[]
Rails/FastCGI vs. J2EE scaling, take 2
[ tirsen ] 07:20, Friday, 15 April 2005


By popular demand, I present to you the follow-up to my extensively slaughtered last blog post. This time I'll try something new; balanced analysis! ;-)


Just a disclaimer to start off, I have extensive experience designing, developing and maintaining J2EE based systems but I have no practical in-production experience with FastCGI whatsoever (apart from my own dabbing around with various internal ThoughtWorks stuff). Yeah, yeah, call me a kid that's too young to remember and blah blah. (Yes, I'm looking at you Jason.) ;-)


Without further ado, these are the various issues that I see with both solutions to the scalability problem (jumbled together with latency and perceived speed, but hopefully you'll get my point):


Sharing data between processes


Both J2EE and FastCGI share this problem; J2EE applications that needs to scale is usually deployed to a cluster with multiple processes on multiple machines and FastCGI of course is always running in multiple processes. There are two solutions to the problem, implement session affinity so that all requests in a session always ends up at the same process, or implement a way of sharing session data using some form of intra-process communication. Doing the latter is actually so easy and well-understood nowadays (both in J2EE and FastCGI) that session affinity is rarely needed (session affinity also has a availability. The main strategies is to use shared in-memory storage (memcached in Rails land), session replication (JBoss uses JavaGroups for this), storing the session state in a database (both Rails and J2EE can do this) or on the filesystem (this is the default out-of-the-box behavior of Rails). Storing session state on the filesystem is a simple solution that actually works amazingly well, distributed filesystems with good enough performance is very easy to set up and use in all environments nowadays. As load increases it's probably worth investigating the other options.
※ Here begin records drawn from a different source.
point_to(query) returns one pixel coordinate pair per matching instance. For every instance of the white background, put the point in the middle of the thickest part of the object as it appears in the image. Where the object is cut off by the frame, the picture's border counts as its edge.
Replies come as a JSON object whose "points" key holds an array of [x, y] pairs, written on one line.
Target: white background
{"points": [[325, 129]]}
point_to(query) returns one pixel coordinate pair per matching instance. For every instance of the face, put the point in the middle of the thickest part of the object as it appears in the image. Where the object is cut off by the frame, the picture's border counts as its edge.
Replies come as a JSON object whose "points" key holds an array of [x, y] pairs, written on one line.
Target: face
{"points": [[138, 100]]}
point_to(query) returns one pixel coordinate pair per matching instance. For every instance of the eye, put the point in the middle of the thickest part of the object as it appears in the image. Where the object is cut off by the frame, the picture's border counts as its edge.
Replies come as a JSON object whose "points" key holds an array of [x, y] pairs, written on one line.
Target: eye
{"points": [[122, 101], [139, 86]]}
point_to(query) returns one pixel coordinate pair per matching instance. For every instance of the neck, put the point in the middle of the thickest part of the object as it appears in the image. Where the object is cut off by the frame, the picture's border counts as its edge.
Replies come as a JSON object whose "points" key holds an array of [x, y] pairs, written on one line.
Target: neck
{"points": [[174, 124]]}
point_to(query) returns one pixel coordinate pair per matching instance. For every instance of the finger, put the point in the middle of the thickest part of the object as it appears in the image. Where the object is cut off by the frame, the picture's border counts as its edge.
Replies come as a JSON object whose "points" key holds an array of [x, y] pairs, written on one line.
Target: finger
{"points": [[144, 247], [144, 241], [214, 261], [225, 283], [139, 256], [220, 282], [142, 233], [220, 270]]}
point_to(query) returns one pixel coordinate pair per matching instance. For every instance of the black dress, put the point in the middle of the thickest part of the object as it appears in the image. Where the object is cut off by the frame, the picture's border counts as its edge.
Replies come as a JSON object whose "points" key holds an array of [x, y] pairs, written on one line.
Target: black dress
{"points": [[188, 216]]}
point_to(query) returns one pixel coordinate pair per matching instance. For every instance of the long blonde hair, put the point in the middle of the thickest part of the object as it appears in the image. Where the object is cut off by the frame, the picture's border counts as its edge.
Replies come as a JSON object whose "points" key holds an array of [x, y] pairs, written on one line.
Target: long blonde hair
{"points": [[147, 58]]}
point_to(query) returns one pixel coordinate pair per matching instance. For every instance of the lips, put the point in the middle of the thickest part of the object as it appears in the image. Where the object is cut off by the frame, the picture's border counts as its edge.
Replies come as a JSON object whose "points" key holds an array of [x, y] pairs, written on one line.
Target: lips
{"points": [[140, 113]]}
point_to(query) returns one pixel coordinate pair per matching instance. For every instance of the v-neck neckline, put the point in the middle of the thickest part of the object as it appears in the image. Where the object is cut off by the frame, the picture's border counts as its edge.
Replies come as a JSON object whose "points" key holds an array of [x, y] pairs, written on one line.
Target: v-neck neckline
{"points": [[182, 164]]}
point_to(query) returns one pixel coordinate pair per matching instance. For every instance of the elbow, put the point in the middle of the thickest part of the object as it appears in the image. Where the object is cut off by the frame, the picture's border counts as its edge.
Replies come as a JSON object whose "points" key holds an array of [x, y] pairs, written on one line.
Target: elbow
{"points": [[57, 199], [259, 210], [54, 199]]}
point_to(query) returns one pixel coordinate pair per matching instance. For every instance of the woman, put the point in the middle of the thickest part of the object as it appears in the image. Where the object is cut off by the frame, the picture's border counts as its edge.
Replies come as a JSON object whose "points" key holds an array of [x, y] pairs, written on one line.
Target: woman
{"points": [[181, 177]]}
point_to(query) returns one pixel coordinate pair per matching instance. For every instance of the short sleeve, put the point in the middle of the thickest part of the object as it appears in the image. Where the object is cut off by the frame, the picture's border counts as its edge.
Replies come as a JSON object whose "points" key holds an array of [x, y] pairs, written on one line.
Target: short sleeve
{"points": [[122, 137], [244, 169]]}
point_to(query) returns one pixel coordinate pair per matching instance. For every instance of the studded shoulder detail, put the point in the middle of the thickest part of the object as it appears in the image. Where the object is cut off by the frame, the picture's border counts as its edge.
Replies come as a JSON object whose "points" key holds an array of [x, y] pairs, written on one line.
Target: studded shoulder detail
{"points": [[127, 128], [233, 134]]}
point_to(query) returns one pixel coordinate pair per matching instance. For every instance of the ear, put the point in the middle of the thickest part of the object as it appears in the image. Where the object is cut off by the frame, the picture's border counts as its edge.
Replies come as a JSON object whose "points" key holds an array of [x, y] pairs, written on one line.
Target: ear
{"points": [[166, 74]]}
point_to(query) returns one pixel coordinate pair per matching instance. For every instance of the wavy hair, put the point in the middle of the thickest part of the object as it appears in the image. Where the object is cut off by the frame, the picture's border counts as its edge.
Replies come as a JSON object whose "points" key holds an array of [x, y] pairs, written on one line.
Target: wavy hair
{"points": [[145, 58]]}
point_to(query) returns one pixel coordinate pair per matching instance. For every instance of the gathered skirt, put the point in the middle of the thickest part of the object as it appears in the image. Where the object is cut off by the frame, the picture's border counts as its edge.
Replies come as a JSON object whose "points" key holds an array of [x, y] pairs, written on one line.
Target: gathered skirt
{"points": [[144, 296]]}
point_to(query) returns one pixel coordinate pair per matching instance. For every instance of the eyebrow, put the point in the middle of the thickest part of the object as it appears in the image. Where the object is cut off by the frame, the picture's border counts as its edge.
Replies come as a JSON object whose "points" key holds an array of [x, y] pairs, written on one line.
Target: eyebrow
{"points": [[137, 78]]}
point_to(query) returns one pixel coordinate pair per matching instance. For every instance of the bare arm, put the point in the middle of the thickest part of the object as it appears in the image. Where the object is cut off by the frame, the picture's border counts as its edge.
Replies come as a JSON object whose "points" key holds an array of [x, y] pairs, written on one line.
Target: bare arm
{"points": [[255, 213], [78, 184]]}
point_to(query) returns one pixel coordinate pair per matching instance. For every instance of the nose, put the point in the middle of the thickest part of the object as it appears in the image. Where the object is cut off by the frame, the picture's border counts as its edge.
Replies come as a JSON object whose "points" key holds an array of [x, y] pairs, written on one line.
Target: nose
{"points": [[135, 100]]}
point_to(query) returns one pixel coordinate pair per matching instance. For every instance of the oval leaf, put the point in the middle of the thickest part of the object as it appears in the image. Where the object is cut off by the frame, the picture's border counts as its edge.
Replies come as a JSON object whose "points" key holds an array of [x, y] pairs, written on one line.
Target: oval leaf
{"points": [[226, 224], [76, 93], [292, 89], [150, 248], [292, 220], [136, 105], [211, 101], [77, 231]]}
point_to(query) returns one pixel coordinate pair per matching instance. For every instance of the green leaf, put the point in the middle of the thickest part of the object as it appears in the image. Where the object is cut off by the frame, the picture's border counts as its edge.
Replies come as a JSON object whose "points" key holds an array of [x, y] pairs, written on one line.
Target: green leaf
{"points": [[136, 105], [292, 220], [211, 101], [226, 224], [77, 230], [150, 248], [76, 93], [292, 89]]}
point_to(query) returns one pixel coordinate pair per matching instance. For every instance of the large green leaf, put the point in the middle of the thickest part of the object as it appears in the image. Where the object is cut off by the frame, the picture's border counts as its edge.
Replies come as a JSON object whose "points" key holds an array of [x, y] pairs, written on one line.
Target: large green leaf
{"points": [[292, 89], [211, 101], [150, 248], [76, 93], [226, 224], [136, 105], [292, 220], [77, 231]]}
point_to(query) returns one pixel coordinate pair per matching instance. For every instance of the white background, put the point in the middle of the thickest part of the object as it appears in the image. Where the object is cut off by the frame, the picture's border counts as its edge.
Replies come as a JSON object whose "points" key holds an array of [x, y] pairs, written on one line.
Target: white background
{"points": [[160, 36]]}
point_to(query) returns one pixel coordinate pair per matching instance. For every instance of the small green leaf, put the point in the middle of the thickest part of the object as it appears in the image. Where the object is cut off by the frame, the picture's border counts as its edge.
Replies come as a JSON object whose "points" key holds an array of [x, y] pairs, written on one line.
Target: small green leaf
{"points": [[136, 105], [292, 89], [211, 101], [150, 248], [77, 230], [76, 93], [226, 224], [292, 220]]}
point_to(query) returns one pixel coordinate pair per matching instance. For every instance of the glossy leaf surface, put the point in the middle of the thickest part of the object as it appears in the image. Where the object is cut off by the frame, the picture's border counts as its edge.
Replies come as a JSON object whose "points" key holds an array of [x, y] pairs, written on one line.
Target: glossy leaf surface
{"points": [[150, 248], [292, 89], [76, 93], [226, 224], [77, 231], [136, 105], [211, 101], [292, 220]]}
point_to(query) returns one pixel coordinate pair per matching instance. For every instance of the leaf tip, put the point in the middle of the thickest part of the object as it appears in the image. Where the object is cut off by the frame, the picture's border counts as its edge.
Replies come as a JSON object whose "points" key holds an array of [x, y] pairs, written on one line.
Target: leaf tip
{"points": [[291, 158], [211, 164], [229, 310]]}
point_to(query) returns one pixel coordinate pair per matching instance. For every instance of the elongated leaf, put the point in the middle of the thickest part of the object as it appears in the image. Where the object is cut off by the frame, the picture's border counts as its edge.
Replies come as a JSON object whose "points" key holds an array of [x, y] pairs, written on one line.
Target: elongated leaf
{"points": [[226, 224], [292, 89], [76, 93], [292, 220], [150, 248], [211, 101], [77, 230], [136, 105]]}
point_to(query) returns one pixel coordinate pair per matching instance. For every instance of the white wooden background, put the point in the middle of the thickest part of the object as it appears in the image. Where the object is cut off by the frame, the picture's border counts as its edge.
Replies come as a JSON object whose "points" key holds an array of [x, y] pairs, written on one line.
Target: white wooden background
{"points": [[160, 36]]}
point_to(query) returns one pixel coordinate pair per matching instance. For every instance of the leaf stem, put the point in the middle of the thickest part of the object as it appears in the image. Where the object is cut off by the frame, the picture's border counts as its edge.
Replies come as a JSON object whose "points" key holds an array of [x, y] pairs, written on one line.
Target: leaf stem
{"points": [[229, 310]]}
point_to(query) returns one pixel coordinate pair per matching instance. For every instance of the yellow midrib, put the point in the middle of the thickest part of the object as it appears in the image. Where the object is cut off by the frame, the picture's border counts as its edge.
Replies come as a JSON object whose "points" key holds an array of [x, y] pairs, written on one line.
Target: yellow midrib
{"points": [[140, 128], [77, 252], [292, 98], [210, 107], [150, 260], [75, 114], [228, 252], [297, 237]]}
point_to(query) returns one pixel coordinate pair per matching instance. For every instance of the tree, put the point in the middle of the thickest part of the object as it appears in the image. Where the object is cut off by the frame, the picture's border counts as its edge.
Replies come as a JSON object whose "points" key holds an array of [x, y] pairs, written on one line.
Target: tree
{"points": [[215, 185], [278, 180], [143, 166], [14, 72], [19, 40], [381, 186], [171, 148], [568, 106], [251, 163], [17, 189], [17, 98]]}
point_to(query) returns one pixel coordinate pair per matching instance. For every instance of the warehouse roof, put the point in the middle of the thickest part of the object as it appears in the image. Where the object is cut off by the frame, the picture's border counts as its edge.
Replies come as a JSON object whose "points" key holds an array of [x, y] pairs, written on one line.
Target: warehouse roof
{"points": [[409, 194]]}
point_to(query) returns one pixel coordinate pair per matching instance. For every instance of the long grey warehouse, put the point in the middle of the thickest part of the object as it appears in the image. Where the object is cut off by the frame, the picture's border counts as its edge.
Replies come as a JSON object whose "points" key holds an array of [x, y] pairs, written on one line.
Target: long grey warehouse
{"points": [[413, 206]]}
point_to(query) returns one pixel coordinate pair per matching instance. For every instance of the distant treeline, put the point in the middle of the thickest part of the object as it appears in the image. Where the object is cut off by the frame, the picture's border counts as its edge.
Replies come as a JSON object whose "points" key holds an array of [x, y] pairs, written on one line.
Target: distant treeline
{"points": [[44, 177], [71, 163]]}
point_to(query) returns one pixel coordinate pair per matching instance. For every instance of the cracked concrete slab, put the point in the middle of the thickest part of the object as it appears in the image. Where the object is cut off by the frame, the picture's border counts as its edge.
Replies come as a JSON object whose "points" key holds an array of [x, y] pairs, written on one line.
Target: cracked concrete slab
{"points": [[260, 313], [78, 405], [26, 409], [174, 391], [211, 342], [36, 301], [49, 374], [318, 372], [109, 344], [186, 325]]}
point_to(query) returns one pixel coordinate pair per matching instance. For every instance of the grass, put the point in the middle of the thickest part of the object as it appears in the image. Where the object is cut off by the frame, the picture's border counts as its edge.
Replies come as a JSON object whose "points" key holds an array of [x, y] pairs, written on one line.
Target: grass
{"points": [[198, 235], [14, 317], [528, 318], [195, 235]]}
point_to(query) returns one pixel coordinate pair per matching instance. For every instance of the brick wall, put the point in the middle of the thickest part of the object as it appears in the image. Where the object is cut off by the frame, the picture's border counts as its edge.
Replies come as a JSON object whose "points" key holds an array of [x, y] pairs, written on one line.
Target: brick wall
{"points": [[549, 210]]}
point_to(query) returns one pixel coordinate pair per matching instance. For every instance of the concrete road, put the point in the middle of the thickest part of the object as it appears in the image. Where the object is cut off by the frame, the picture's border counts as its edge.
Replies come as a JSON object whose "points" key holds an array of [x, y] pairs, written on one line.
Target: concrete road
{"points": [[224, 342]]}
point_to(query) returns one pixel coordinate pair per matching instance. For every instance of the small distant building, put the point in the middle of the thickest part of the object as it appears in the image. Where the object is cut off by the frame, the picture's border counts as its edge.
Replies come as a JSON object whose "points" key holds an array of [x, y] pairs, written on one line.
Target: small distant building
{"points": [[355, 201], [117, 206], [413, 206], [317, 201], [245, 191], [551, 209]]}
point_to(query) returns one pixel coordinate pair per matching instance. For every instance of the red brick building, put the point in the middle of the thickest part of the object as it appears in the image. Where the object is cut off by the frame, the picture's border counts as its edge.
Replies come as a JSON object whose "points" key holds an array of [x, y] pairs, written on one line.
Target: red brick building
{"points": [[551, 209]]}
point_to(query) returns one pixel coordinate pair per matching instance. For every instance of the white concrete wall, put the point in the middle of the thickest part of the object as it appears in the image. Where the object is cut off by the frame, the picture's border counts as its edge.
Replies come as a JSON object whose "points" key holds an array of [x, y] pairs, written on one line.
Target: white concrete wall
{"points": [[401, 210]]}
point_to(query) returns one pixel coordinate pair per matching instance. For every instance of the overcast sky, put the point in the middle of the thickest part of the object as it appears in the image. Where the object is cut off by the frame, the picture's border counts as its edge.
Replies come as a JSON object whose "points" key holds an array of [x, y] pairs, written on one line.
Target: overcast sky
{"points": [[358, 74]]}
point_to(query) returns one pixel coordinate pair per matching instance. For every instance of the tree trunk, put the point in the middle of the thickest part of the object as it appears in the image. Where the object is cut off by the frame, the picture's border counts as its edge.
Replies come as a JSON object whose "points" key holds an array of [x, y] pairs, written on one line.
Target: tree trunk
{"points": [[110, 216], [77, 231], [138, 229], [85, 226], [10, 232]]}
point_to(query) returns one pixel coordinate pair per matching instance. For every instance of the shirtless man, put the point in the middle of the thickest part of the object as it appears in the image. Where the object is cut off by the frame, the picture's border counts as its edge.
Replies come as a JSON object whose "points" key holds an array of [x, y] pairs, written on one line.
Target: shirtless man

Cost of running multiple processes on the same node


Processes are more expensive than threads because of the cost of maintaining an extra heap and other kernel resources. That said, most modern operative systems have highly optimized process management, Linux can for example easily run thousands of processes on well-speced hardware and with the new scheduler in 2.6 the limit should be even higher. I'm not completely up-to-date with this but the JVM used to fall over after a couple of hundred threads. Also, the standard solution to the problem of limiting multi-threading issues is to limit the number of objects shared between threads, thus the benefits of just having one single heap is slightly limited.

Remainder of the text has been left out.